Dieser Standard, der die Übermittlung der Bilder in Echtzeit ermöglicht, war ursprünglich nur für das Verteidigungsministerium und die Nachrichtendienste gedacht, doch die Bedeutung der weltraumgestützten Beobachtung und ihre wirtschaftliche Nutzbarkeit sind den Theoretikern des Cyber-Kriegs (InfoWar) nicht lange verborgen geblieben.
1997 bereits beschloss die NIMA, sich an einem „Global Information Dominance“ genannten Programm zu beteiligen, das die Aufgabe hatte, den kommerziellen Bilderaustausch weltweit zu kontrollieren. Um ihr Ziel zu verwirklichen, bietet die Agentur amerikanischen und ausländischen Unternehmen, die ihre Datenverarbeitungssysteme konvertibel machen und sich zu sehr kurzen Lieferfristen für die Bilder verpflichten, bis zu fünf Millionen Dollar an. Die NIMA leitet diese Dokumente an das US-amerikanische Militär weiter, aber auch an zivile Kunden, amerikanische wie ausländische. Um also das Entstehen eines freien Marktes der Bilder aus dem Weltraum zu behindern, haben sich CIA und Pentagon zielgerichtet eine Politik des groß angelegten Kaufs und Verkaufs von kommerziellen Bildern ausgedacht. Mit dieser Agentur für globale Teleüberwachung verfügen die USA nunmehr über eine ebenso wirksame Kontrollstruktur im Bereich der internationalen Telekommunikation, wie sie es nach dem Zweiten Weltkrieg hinsichtlich der Kommunikationsüberwachung des Ostblocks aufgebaut hatten.

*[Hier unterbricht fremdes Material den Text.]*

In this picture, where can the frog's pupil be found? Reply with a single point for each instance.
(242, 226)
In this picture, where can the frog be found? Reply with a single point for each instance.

Schauen wir uns nun einige neuere panoptische Ereignisse an: Am 12. April 1999 verbreitete der Fernsehsender ABC die Nachricht, das Pentagon verfüge über Satellitenbilder, die die Existenz von Massengräbern im Kosovo bewiesen. „Der Sender spricht von etwa hundert Stellen mit frisch aufgeworfener Erde.“2 ABC zeigte zwar keines dieser Bilder, doch die Auflösung der Satellitenfotos ist so hoch, dass die Meldung glaubwürdig erscheint.
Zwei Tage zuvor, am 10. April, hatte das Pentagon Satellitenbilder veröffentlicht, auf denen Gruppen von Kosovaren zu sehen waren, die aus ihren Dörfern geflohen waren und auf Hügeln kampierten; von einem möglichen Zusammenhang zwischen dieser Flucht und vorherigen Gräueln war nirgends die Rede.
Während ehedem das Auge Gottes auf Kain lag bis zu seinem Tode, wacht nun das Auge der Menschheit über den Erdteilen. Man erahnt nunmehr die ethische und politische Dimension der von der „Global Information Dominance“ angestrebten visuellen Überwachung des Erdballs, und man versteht die berechtigte Sorge der Europäer hinsichtlich der Teleüberwachung, wie sie die europäische Agentur EUCOSAT (Brüssel) kürzlich – auf die Nachricht von der Gründung der NIMA hin – zum Ausdruck brachte.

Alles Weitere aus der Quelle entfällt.